A log entry is a decision, clarification, or update on existing scope. "Decided to use 300-char description" is a log entry. "Operator handles the comments thread" is a log entry, not a subtask.

Depth guide

DepthWhen to use
Top-levelStandalone work, or a container for a multi-deliverable project
Subtask (depth 1)Normal case - most subtasks live here
Nested subtask (depth 2)Parent has multiple major deliverables each with their own breakdown
Depth 3+Warning raised. Almost always a sign the hierarchy should be flattened

Containers

A top-level task with subtasks is a container. Containers are skipped by run - their work IS their subtasks. The container flips to In Progress automatically when its first subtask starts (parent-cascade rule). It stays In Progress until the operator explicitly closes it with done.


Dependencies and waves

Tasks can depend on other tasks. The Dependencies relation on a task row holds a list of task IDs that must reach Done before this task is dispatchable.
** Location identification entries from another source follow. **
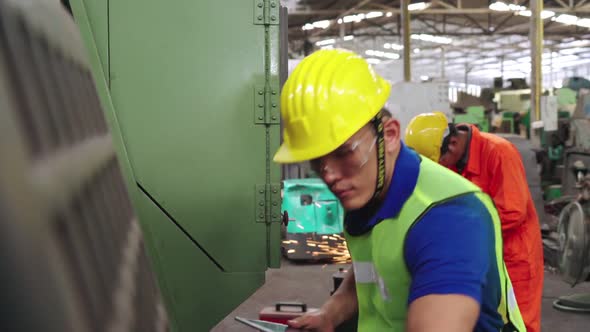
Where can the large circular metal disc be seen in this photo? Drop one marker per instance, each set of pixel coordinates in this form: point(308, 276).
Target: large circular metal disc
point(574, 237)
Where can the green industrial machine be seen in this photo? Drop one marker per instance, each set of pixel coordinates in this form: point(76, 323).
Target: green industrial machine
point(315, 215)
point(192, 88)
point(73, 257)
point(474, 115)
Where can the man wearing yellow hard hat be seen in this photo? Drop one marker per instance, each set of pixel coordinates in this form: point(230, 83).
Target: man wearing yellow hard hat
point(425, 243)
point(494, 164)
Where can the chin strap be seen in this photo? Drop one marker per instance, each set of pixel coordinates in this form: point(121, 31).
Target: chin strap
point(378, 124)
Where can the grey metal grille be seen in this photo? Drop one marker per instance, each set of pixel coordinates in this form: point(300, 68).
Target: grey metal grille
point(61, 187)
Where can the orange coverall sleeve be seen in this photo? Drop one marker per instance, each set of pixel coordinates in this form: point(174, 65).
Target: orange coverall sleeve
point(509, 187)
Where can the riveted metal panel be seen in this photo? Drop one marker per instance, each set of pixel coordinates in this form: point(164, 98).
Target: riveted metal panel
point(181, 84)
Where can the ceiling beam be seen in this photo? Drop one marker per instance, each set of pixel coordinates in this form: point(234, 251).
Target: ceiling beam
point(472, 20)
point(432, 11)
point(562, 4)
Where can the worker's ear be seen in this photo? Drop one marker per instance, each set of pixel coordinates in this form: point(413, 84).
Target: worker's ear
point(391, 134)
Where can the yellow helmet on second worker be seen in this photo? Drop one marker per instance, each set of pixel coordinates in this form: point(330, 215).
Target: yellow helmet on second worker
point(329, 96)
point(425, 134)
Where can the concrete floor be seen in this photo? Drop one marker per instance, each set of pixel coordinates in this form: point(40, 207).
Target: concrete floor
point(312, 283)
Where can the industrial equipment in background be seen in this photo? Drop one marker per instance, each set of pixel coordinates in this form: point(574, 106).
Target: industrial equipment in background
point(198, 126)
point(314, 230)
point(564, 158)
point(409, 99)
point(73, 255)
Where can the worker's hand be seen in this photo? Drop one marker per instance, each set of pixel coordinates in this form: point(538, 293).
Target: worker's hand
point(314, 321)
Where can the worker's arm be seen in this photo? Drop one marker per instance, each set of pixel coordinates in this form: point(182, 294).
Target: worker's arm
point(509, 188)
point(340, 307)
point(449, 254)
point(443, 313)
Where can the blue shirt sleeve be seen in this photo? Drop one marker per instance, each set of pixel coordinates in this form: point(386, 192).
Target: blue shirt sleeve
point(450, 250)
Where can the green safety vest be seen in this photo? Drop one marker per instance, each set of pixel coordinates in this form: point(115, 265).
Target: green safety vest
point(382, 277)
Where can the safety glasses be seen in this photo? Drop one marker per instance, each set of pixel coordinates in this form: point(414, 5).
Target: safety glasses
point(348, 159)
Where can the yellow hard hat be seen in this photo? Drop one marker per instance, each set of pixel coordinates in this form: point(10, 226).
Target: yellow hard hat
point(425, 134)
point(329, 96)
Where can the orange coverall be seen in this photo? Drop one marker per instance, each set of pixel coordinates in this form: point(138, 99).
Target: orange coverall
point(494, 164)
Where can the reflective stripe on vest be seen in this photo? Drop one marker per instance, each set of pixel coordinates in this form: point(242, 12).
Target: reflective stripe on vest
point(365, 273)
point(383, 281)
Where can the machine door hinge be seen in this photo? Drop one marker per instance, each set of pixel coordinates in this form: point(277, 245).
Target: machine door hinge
point(268, 203)
point(266, 12)
point(266, 103)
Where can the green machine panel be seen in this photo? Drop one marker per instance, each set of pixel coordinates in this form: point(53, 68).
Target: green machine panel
point(194, 87)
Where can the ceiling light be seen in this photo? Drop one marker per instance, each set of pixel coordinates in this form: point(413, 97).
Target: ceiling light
point(307, 26)
point(353, 18)
point(321, 24)
point(499, 6)
point(381, 54)
point(373, 14)
point(565, 19)
point(325, 42)
point(545, 14)
point(433, 39)
point(418, 6)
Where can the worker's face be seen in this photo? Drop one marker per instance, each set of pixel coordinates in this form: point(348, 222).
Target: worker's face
point(351, 170)
point(453, 154)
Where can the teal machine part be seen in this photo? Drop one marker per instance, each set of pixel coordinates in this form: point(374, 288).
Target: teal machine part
point(192, 89)
point(315, 226)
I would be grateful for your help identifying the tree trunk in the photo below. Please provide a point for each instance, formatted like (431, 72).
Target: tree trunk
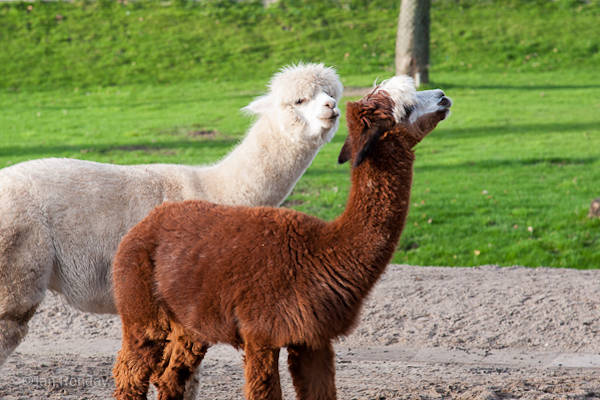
(412, 40)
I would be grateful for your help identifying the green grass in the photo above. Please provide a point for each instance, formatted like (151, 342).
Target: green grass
(518, 151)
(90, 43)
(507, 179)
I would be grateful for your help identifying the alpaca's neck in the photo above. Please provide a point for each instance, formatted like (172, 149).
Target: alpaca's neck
(375, 213)
(263, 168)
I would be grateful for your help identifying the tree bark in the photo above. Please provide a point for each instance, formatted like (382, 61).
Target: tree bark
(412, 40)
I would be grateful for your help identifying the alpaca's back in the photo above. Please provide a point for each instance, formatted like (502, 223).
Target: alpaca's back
(239, 271)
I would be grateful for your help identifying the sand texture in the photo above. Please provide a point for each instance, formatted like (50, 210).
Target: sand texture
(425, 333)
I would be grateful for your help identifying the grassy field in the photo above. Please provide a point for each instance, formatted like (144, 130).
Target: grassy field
(507, 179)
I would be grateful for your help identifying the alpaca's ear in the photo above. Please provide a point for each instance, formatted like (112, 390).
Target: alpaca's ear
(260, 105)
(346, 152)
(370, 137)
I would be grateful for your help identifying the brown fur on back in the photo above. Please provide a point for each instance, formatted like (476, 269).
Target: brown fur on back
(263, 278)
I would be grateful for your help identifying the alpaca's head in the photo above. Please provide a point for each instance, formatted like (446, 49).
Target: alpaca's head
(394, 110)
(303, 102)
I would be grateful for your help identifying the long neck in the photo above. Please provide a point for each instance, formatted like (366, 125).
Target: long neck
(376, 211)
(264, 167)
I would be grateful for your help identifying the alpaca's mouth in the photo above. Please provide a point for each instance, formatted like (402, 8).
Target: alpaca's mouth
(333, 116)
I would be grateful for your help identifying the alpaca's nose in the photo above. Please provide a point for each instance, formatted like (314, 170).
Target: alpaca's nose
(330, 103)
(445, 102)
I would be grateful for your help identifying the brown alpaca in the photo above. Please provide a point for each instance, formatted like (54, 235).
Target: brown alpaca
(193, 274)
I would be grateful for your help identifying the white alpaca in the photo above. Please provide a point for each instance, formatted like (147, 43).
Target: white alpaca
(62, 219)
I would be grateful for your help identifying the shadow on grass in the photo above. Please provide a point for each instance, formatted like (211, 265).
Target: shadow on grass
(481, 131)
(449, 85)
(491, 164)
(125, 103)
(148, 147)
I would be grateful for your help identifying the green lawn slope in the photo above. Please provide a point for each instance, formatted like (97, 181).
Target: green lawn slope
(506, 180)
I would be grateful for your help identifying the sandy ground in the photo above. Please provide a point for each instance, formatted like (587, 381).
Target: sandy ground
(426, 333)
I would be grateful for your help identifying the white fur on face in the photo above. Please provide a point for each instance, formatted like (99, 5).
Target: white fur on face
(402, 91)
(307, 93)
(428, 101)
(321, 114)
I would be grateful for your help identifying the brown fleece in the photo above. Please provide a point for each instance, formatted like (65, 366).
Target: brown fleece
(193, 274)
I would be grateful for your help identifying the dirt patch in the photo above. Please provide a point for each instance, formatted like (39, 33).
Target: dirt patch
(425, 333)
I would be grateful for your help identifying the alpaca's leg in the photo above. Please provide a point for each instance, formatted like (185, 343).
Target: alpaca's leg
(26, 260)
(262, 372)
(181, 358)
(313, 372)
(139, 357)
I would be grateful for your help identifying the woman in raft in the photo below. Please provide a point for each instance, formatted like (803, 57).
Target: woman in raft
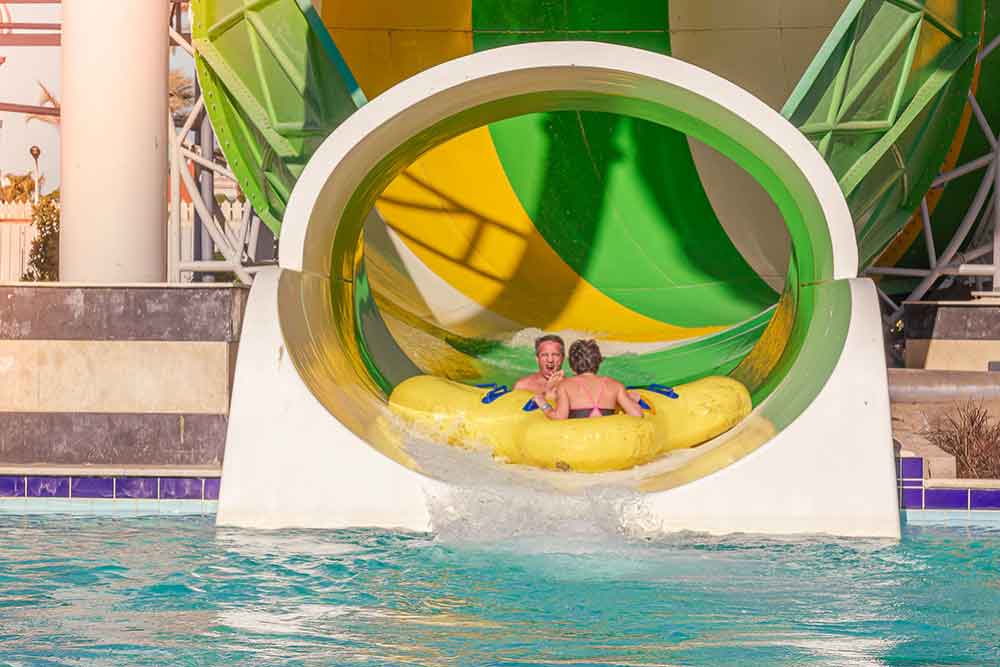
(587, 394)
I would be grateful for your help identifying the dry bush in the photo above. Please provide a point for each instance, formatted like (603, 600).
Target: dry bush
(972, 436)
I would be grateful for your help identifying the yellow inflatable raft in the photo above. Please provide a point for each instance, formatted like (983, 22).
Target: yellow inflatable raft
(454, 413)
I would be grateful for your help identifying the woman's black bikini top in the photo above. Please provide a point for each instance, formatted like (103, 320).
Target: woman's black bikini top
(582, 413)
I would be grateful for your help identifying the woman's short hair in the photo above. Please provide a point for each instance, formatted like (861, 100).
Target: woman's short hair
(585, 356)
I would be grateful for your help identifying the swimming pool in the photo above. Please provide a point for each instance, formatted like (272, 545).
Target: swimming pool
(175, 590)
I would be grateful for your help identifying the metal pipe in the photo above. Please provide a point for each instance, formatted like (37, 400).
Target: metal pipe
(996, 218)
(174, 222)
(925, 218)
(979, 270)
(984, 125)
(885, 297)
(988, 49)
(222, 265)
(181, 42)
(211, 227)
(913, 385)
(966, 168)
(956, 242)
(208, 164)
(896, 271)
(190, 120)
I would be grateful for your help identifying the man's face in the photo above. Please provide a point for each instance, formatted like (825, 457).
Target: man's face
(550, 356)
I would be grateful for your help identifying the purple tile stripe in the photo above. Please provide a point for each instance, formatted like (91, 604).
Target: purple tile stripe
(180, 488)
(11, 486)
(984, 499)
(48, 487)
(946, 499)
(912, 499)
(135, 487)
(911, 468)
(93, 487)
(142, 488)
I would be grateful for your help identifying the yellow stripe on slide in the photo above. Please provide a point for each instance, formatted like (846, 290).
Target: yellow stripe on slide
(454, 207)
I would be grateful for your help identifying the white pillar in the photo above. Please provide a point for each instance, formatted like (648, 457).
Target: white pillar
(113, 138)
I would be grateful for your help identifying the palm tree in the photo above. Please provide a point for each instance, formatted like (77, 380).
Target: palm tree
(19, 188)
(47, 99)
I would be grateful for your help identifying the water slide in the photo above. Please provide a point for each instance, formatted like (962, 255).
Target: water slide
(587, 184)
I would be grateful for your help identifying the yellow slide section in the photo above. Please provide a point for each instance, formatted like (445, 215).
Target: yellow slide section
(455, 208)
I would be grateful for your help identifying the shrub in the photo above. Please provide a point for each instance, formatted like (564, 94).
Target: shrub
(43, 262)
(972, 436)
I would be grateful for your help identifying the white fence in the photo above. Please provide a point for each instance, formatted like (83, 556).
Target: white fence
(17, 233)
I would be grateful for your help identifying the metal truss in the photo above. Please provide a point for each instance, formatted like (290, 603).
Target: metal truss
(981, 222)
(236, 246)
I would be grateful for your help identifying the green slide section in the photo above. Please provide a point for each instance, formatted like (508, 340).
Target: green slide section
(608, 191)
(882, 101)
(955, 199)
(620, 199)
(275, 87)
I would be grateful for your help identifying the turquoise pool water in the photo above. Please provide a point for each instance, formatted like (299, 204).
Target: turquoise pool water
(176, 591)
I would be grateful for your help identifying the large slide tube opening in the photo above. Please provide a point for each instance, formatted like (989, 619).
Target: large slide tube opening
(335, 335)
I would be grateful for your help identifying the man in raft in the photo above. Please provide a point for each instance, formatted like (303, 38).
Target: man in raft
(550, 351)
(587, 394)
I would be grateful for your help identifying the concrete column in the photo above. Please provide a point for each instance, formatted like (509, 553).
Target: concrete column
(114, 141)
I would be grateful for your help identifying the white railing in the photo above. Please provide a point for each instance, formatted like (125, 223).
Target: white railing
(15, 247)
(17, 233)
(15, 212)
(233, 214)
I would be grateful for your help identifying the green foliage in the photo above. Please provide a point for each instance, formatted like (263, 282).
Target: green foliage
(43, 262)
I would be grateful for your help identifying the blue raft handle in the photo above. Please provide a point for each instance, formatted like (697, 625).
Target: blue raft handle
(661, 389)
(495, 393)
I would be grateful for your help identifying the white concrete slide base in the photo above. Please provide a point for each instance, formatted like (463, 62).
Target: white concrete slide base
(289, 462)
(830, 471)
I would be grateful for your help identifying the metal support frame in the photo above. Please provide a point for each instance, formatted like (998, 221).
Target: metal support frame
(983, 214)
(237, 247)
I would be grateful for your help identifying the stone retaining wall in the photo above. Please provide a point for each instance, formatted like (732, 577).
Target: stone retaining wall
(116, 375)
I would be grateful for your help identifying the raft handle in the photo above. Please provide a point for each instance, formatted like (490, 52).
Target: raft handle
(496, 392)
(663, 390)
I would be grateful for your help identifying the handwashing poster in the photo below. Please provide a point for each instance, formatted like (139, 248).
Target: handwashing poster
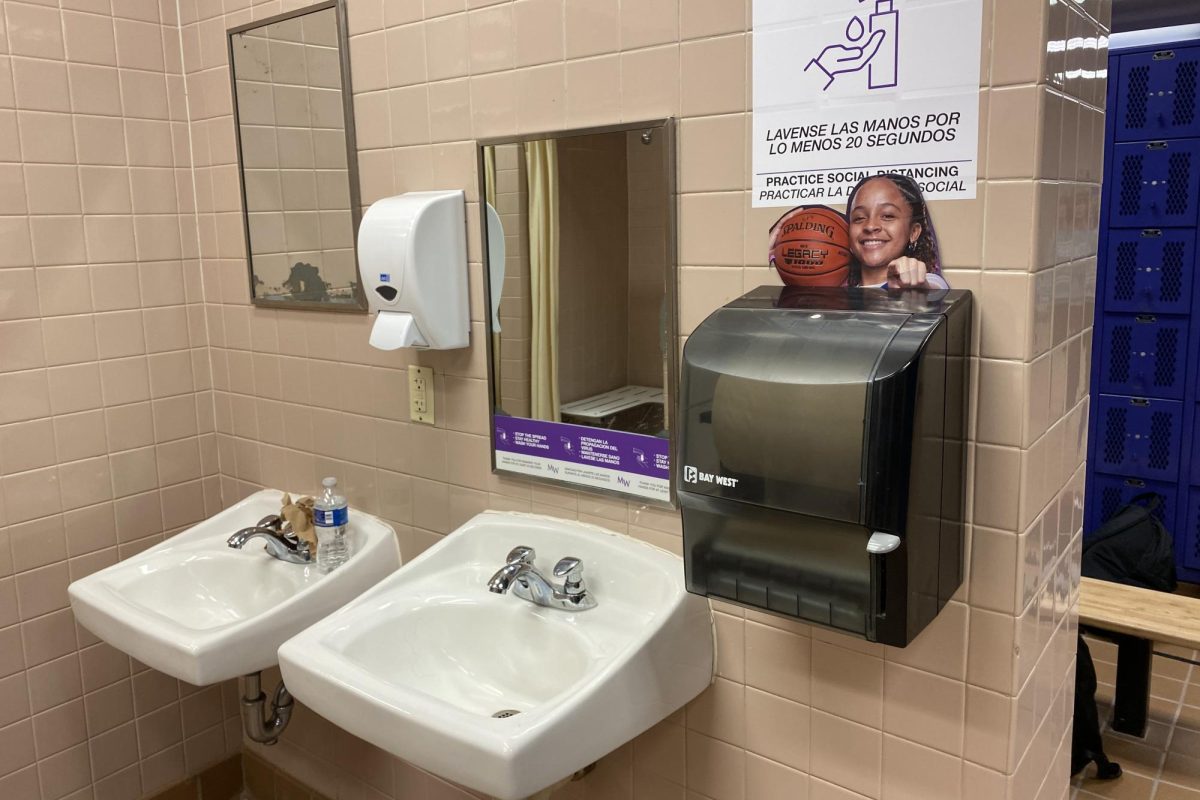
(849, 89)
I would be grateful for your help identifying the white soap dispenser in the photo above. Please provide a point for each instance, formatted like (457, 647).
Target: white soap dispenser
(413, 263)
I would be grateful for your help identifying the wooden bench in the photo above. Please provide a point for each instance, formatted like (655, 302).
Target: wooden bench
(1135, 619)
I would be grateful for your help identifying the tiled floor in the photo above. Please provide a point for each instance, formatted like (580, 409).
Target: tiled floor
(1164, 765)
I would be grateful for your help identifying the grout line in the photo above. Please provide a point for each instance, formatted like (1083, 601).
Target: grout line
(1170, 731)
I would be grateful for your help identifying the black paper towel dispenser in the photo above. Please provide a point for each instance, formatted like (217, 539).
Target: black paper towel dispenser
(822, 455)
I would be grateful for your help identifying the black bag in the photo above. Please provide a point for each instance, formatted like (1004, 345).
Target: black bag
(1133, 547)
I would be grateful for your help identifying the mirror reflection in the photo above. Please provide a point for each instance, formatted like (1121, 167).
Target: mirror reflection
(580, 227)
(297, 151)
(580, 263)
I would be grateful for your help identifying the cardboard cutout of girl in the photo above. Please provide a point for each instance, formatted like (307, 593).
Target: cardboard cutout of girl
(886, 239)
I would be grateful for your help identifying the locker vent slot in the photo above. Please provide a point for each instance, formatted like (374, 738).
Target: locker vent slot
(1173, 271)
(1120, 354)
(1127, 266)
(1139, 91)
(1177, 182)
(1131, 185)
(1159, 440)
(1114, 435)
(1185, 94)
(1167, 342)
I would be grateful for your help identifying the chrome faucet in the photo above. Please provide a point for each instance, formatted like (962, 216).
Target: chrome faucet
(532, 585)
(280, 543)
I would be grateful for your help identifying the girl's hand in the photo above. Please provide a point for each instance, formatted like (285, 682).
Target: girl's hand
(907, 274)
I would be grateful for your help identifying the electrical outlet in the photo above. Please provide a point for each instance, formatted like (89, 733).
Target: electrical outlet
(420, 394)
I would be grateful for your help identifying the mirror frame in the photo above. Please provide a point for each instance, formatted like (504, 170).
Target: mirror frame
(671, 289)
(352, 154)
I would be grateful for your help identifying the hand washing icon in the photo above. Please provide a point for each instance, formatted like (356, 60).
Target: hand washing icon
(879, 54)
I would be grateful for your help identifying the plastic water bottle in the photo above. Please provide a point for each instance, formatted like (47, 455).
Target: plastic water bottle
(330, 516)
run resolves dependencies into a staged execution plan:

  1. Tasks with no unmet dependencies are stage 1.
  2. Tasks whose only unmet dependencies are in stage 1 are stage 2.
  3. And so on (topological sort).

Within each stage, tasks run in parallel. The next stage starts only when all tasks in the current stage reach a terminal state (Done, blocked-operator, needs-clarification, or failed).

If a dependency isn't in the current run batch and isn't already Done, the dependent task is classified as blocked-deps and reported but not dispatched.

Dependencies are invisible to start, next, and list - they only matter to run. An operator can always start a task manually regardless of its dependencies.


Exec gate and model picker

Exec is a three-value field set by the operator on each task row:

ValueMeaning
none (default)Not yet decided - stays out of the agent queue
AgentSafe for autonomous execution - enters run queue
HumanRequires a person - flagged in the board, never dispatched

Only rows with Exec=Agent AND Status=To-Do appear in the run queue. This is the operator's primary control surface.

The model picker runs at dispatch time (not pre-tagged on the row):

  • Haiku - mechanical, template-driven, single-skill. Form filings, directory submissions, recurring log-and-close tasks, anything that's "fill a template and submit."
  • Sonnet (default) - substantive content, judgment-bearing audits, multi-step drafts, anything that needs a draft + revision pass.
  • Opus - strategic design, multi-skill orchestration, hard reasoning. Rare; reserve for tasks that genuinely need it.

Token spend scales with task complexity, not workflow size.


Corpora and the Hub

The Hub is the top-level Notion page. It contains:

  • An intro block
  • The General Guidance page (linked)
  • A General Plan table listing corpora
  • Linked DB views: Suggestions Inbox, In Discussion, To-Do, Recurring, In Progress, Recently Done
  • The Resources page (linked)

Each corpus page scopes a domain of work. It has a Goal section, a Local guidance section (authored by the operator - conventions, links, contacts), and a linked DB view filtered to tasks in that corpus.

When a task brief is assembled by start, it pulls corpus Goal + Local guidance directly into the brief so the executing agent has context without needing to navigate Notion manually.

Corpora are created at scaffold time (General and Recurring by default) or added later with /agency-os add-corpus. They're cheap to add and there's no overhead to having many.